Nevertheless, the setting sparked controversy among a subset of conservative gamers, which took shape around the Memorial Day holiday when the game debuted its first trailer. Some have called it a “white genocide simulator,” because many of the cult’s followers in the trailer are white. A (likely fake) petition was created on Change.org, demanding that Ubisoft either make changes to the game—such as moving the setting to Canada, making the enemies to Islamic fundamentalists or turning the cult into a group of misguided American patriots—or cancel the game.

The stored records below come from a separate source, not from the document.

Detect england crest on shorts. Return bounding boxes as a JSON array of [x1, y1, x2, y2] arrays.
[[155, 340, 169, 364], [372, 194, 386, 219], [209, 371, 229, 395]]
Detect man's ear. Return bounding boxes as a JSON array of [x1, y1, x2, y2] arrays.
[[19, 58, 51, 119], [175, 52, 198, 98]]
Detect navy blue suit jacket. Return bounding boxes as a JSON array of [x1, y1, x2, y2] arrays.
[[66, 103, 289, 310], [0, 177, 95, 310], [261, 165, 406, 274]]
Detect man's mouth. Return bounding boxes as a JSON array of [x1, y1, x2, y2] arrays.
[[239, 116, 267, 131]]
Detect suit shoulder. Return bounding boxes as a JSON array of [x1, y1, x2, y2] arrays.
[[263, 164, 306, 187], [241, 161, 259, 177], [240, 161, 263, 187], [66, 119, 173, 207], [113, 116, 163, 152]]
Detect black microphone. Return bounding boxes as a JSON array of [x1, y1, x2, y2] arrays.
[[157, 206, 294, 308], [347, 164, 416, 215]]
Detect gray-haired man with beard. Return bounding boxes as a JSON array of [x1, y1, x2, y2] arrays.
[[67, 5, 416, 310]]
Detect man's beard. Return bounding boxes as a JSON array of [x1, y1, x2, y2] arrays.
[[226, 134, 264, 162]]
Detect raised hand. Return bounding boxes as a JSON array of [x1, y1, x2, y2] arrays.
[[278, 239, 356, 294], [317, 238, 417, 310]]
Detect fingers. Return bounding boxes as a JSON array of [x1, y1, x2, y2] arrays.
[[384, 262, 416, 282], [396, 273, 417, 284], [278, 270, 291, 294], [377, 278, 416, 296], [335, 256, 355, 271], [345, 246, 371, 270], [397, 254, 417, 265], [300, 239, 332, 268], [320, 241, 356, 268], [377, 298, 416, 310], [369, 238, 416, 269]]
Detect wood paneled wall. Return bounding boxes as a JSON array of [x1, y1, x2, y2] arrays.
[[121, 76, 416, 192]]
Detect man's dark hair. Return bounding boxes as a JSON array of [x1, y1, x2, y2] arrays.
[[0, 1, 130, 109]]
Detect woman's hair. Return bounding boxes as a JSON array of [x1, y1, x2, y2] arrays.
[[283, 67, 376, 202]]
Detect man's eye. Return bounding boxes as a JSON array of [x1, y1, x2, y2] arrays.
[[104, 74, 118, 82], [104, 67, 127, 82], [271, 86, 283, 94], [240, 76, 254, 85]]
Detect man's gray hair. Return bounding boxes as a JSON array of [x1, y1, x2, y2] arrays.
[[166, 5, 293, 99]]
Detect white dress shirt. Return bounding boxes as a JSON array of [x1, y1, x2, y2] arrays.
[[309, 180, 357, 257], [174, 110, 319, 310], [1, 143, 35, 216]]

Hay responded to the controversy by stating, “We know that there are different views out there, but think about what the film and television industries have explored. Those industries have been around for a lot longer, but I think the games industry has come of age, and now there’s an opportunity for games to explore different aspects of storytelling. That may be controversial for some folks—and we may step on some things that are unique or different—but since games have come of age, that’s ok. We’re just focused on making a great game. The key thing for us is that, at the end of the day, we can’t forget about the fun. We have to make sure that you’re able to explore the anecdote factory and do it in a uniquely American setting.”

Far Cry: The Ultimate Bar Story

With a wide variety of settings and characters, including the Stone Age for Far Cry Primal, we asked Hay what he thought made for a Far Cry game. He described a Far Cry story as a kind of urban legend that stretches the limits of believability. When listening to ideas, Hay imagines himself sitting in a bar as he overhears someone tell a story about being kidnapped in the South Pacific or surviving a violent far off nation in the Himalayas. Even Primal has a tall-tale-like quality to it, as it deals with what it was like to survive 12,000 years ago.

Imagining Far Cry 5 in this way has left a permanent impression on Hay. He said that, “In talking about the game, the bar I imagine has become an actual bar in Montana, which has changed the way I think about the futures of Far Cry.”

It appears as though fans were eager to be told the story as they lined up to play the game at E3.

“We’re really proud with what we did with the E3 announcement, where a lot of people looked at the game and got to play the game and gave us feedback,” said Hay, explaining how public showing set the tone for future promotions as we draw closer to the February 27, 2018 release date. “People were loving it, so I think it’s a matter of building on that. We have to make sure we allow people to play the game at upcoming industry events and that consumers who really want to play it can get their hands on it. We also have to make sure that we aren’t distracted moving forward. Making games is not easy. You want to execute a vision while making sure you don’t get pulled in a million different directions. While we’re getting the game in the hands of consumers, we have to make sure the Guns for Hire, Fangs for Hire and multiplayer systems are great and that the game is generous.

“E3 can be a good barometer for how you’re doing, testing things, and getting an idea of where you’re going. We feel really good about the response and we know that people are hungry to more about the game and we want to bring it to them.”